Баумгартнер с минуту сидит ошарашенный и слегка уязвленный; потом задумчиво, словно колеблется перед тем, как отъехать, включает первую скорость. Через полкилометра девица начинает тихонько храпеть, и это его безумно раздражает, так и хочется открыть дверцу и вышвырнуть ее в мокрую тьму, но он одергивает себя и не зря: теперь пассажирка спит безмолвно, обмякнув в гибком ремне безопасности, и такой поступок был бы недостоин джентльмена, коим он твердо решил стать. Подобное чувство, конечно, делает честь Баумгартнеру, но его удерживает еще и другое: этот голос он уже где-то слышал. Борясь с трудностями езды среди враждебной стихии, он никак не может разглядеть свою спутницу, которая, впрочем, спит, отвернувшись от него. Тем не менее, Баумгартнер вдруг узнает ее – это какая-то фантастика, это невозможно, и, тем не менее, это именно она. До самой Тулузы он ведет машину с величайшей осторожностью, едва дыша, старательно объезжая все колдобины и пригорки, боясь разбудить спящую. Путешествие занимает у него не меньше часа.
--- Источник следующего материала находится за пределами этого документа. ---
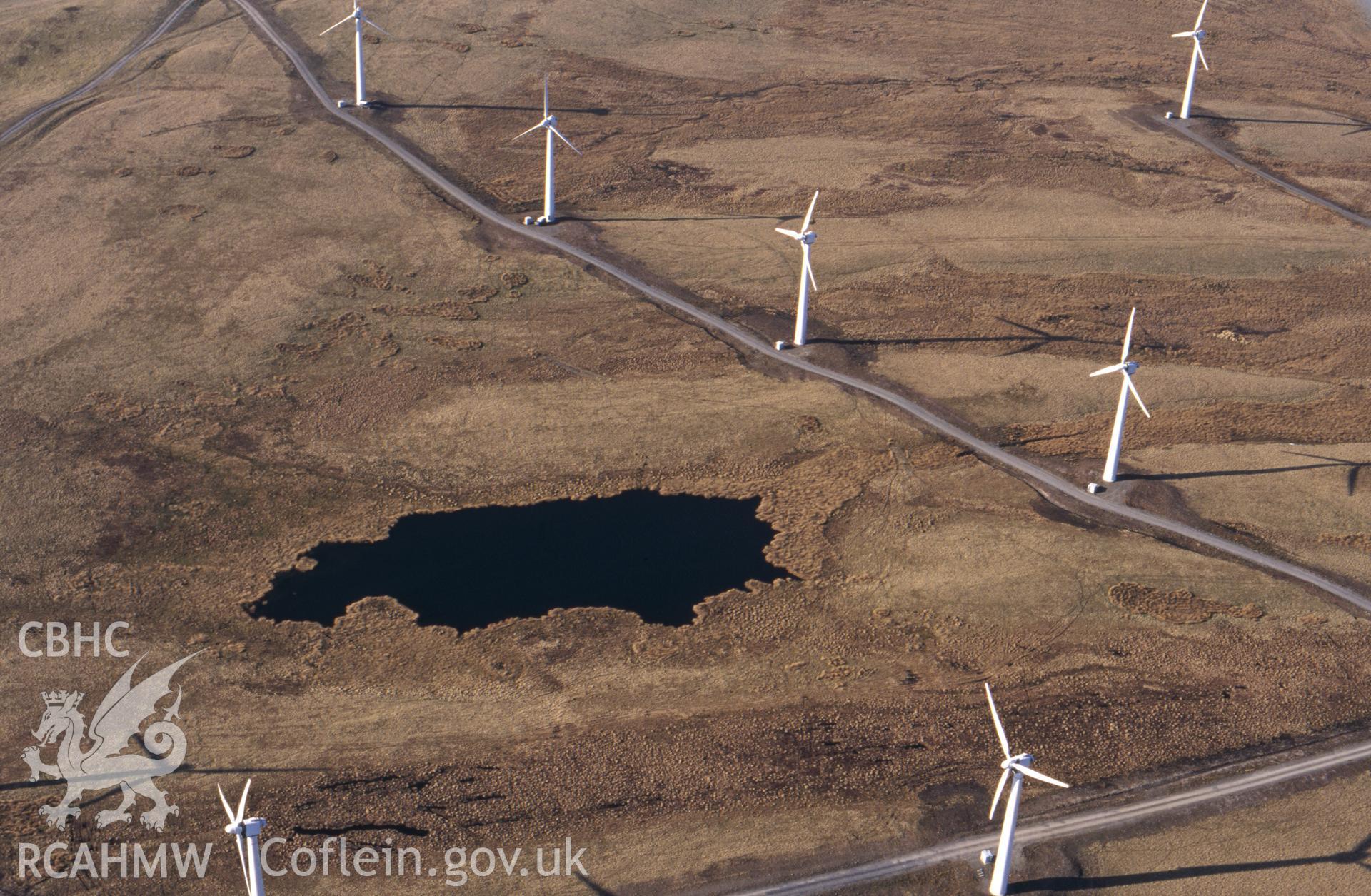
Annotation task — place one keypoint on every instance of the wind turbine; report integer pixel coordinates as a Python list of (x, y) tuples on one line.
[(1128, 369), (246, 829), (1196, 56), (360, 19), (550, 176), (1016, 766), (806, 271)]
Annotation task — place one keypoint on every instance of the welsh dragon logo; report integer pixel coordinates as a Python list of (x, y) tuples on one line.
[(114, 725)]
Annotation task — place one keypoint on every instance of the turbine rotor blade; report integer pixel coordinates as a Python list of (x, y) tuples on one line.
[(243, 800), (1000, 729), (1137, 398), (243, 862), (566, 140), (225, 800), (1000, 790), (809, 216), (1037, 775), (333, 26)]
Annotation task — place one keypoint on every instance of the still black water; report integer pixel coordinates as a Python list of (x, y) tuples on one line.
[(656, 555)]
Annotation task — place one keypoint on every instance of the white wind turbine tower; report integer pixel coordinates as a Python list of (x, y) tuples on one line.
[(246, 829), (1196, 56), (1128, 369), (1015, 766), (358, 18), (806, 273), (550, 173)]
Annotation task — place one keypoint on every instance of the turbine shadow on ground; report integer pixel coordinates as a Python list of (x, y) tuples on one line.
[(1354, 469), (1357, 125), (1359, 854), (593, 887), (1035, 338), (597, 110), (186, 769), (776, 218)]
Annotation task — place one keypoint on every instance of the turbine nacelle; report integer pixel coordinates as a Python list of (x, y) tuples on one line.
[(1022, 760)]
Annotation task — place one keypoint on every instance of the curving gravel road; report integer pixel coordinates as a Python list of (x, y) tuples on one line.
[(1045, 480), (1183, 128), (1041, 477), (101, 79), (1067, 825)]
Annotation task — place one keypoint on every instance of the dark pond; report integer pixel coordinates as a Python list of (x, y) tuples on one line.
[(656, 555)]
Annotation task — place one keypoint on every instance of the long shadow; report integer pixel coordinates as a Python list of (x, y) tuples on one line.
[(1357, 125), (1034, 338), (1207, 474), (593, 887), (1354, 468), (776, 218), (59, 782), (1359, 854), (596, 110)]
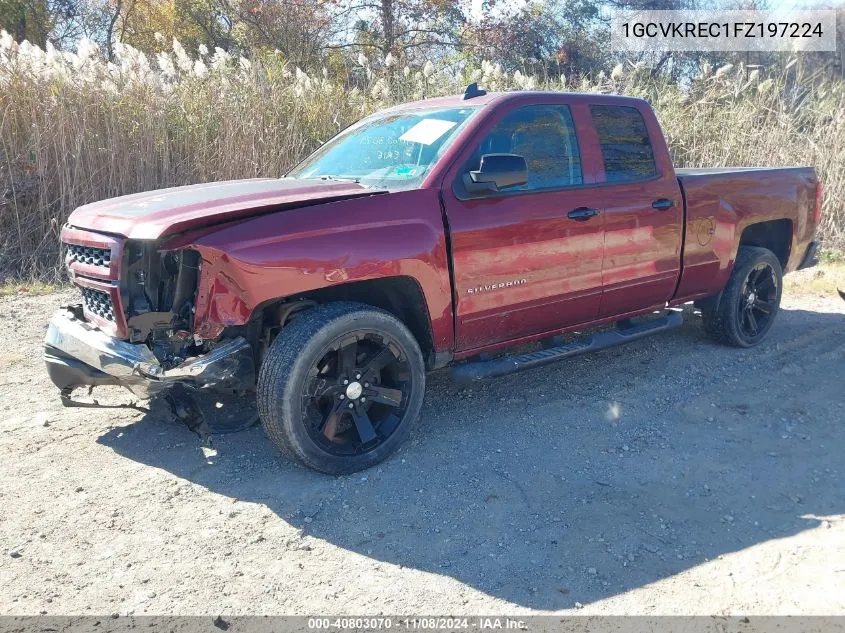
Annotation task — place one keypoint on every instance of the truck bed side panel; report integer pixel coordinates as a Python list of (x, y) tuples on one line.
[(721, 203)]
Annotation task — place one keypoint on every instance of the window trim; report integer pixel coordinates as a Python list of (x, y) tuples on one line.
[(457, 183), (658, 172)]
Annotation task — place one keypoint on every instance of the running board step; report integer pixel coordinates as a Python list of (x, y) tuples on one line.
[(480, 370)]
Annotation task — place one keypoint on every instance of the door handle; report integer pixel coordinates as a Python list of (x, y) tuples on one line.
[(582, 213)]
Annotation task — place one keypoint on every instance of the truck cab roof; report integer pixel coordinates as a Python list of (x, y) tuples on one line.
[(495, 98)]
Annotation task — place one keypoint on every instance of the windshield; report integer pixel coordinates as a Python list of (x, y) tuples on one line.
[(391, 150)]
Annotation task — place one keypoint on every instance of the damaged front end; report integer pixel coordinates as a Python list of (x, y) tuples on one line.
[(134, 327)]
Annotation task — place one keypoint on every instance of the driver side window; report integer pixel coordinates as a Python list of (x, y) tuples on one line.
[(545, 136)]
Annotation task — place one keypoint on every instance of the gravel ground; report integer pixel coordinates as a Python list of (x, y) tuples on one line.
[(671, 476)]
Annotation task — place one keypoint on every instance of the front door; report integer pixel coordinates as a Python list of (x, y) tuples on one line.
[(527, 260)]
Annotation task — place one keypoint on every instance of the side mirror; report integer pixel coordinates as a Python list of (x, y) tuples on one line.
[(497, 172)]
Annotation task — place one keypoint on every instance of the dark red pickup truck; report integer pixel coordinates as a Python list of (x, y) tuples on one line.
[(430, 234)]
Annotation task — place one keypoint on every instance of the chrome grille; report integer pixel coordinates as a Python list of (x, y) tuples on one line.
[(98, 303), (90, 255)]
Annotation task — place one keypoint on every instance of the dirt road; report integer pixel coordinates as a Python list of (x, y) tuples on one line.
[(671, 476)]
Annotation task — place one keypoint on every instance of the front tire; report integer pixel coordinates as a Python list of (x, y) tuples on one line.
[(750, 301), (340, 387)]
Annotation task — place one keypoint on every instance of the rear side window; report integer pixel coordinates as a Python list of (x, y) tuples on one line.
[(545, 136), (625, 146)]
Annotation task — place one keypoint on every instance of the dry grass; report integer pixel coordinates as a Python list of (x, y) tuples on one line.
[(821, 281), (74, 129)]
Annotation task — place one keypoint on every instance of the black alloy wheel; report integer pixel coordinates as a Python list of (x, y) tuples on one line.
[(743, 313), (759, 300), (340, 386), (356, 393)]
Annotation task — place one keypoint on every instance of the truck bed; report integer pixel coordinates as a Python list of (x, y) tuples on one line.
[(721, 202)]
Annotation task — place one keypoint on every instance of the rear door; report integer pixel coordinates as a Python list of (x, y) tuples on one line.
[(521, 265), (642, 208)]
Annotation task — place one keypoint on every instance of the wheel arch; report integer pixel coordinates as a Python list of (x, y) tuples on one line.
[(401, 295), (774, 235)]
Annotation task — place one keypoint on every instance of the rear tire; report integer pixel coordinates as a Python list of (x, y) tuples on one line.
[(750, 300), (340, 387)]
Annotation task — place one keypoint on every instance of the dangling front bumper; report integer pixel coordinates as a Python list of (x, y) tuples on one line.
[(78, 354)]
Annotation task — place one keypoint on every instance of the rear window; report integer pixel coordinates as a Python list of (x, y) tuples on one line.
[(625, 146)]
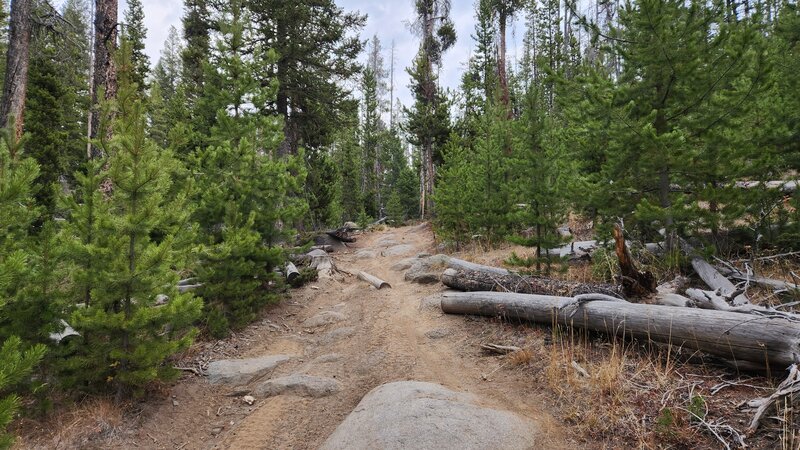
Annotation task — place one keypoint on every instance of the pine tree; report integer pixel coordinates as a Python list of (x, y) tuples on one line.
[(17, 213), (245, 191), (136, 33), (428, 120), (134, 230)]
Прибыв в Тулузу глубокой ночью, Баумгартнер высаживает девицу у вокзала, не зажигая света и отвернувшись, пока она расстегивает ремень, вылезает из машины и дважды почти неслышно благодарит его. Баумгартнер не спешит отъезжать; он следит за ней в зеркало заднего вида; женщина, не оборачиваясь, идет к вокзальному буфету. Поскольку вокруг стоит кромешная тьма, а девица, явно сбрендившая, ни разу не взглянула ему в лицо, остается надеяться, что она его не признала. В последующие дни Баумгартнер продолжает странствовать. Он познает меланхолическую печаль дорожных ресторанов, зябкие пробуждения в холодных гостиничных номерах, тишь и запустение сельских дорог и грохот строек, горечь невозможных влечений. И это длится еще около двух недель, по истечении которых, где-то к середине сентября, Баумгартнер обнаруживает, что за ним следят.